What’s preventing standardization from happening in vendor credentialing circles is precisely the issue delaying EHR acceptance, according to Harper.

"EHR has faced a significant battle in coming true exactly because of this philosophy of providing data and letting it be shared with anyone who has an interest in it," he said. "That issue of privacy and control has yet to be solved."

But Harper indicated that the more accurate standardization parallel is with credit reporting rather than with EHR.  

"Vendor credentialing is about assessing the viability of a supplier – the company and the individual – to deliver the goods and services within acceptable risk boundaries," he said. "If all the buyers of vendor services were willing to aggregate the collection and management of vendor data the way the retail credit industry has done, creation of a unified data file as the starting point for risk assessment might be feasible. Each vendor company and rep could be given a risk score, and the buying healthcare system could assess the acceptability of that risk."  

But when it comes to process standardization, how far can and does the industry go? Wills questioned.
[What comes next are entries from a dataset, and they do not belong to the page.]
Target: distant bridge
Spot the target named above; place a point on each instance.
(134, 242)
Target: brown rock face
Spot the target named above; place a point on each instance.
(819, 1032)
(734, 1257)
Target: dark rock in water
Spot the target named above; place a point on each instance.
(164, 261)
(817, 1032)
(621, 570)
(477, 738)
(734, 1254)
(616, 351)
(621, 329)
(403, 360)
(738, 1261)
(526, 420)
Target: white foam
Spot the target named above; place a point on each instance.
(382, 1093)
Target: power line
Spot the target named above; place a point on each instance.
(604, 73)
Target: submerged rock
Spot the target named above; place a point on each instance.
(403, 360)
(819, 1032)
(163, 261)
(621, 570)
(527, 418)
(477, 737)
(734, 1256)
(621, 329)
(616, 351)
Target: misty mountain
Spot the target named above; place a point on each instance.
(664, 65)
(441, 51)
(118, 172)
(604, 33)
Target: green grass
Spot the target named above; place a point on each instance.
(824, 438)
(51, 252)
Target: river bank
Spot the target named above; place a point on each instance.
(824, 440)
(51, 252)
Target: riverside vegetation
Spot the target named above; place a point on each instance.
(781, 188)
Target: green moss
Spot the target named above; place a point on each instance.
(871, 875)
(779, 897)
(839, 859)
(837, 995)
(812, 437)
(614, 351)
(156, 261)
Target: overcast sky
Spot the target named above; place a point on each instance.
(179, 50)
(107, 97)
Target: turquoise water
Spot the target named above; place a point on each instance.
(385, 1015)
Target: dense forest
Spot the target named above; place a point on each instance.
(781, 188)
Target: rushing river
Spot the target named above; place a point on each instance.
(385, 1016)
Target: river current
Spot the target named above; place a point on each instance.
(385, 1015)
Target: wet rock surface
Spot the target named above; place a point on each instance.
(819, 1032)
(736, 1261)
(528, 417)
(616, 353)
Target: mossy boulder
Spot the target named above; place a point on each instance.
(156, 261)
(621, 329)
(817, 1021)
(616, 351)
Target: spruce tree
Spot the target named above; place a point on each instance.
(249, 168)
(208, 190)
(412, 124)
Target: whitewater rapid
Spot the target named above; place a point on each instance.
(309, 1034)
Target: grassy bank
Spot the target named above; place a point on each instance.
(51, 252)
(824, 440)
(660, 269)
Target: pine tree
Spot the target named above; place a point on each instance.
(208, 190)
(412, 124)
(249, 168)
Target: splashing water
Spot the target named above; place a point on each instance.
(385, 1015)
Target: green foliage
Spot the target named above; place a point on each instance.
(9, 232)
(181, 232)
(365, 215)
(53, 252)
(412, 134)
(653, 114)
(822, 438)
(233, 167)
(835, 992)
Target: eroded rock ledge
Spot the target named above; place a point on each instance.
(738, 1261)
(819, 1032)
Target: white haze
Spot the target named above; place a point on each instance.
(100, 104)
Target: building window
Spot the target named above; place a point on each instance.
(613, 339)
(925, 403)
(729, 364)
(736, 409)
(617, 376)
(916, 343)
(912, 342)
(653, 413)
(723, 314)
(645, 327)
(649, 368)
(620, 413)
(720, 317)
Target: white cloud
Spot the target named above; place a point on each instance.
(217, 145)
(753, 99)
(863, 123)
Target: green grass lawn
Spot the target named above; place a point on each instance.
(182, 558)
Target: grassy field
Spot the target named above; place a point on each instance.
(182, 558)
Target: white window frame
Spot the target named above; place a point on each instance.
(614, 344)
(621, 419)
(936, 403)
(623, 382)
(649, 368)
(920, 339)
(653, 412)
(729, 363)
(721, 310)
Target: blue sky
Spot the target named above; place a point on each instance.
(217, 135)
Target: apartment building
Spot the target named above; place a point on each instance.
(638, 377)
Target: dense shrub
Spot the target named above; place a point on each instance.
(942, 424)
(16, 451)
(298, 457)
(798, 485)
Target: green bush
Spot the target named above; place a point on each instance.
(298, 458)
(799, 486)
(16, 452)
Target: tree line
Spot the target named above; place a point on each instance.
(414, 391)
"Why not standardize all group purchasing and have there be one GPO for the entire industry? Why shouldn’t the industry try to create other monopolistic organizations in the name of standardization and efficiency?" he asked rhetorically. "The answers to these questions are as obvious as to why there will not be one universal vendor credentialing exchange or service. A free and open market allows for mergers, acquisitions and strategic alliances – all of which I suspect will happen in the future of vendor credentialing."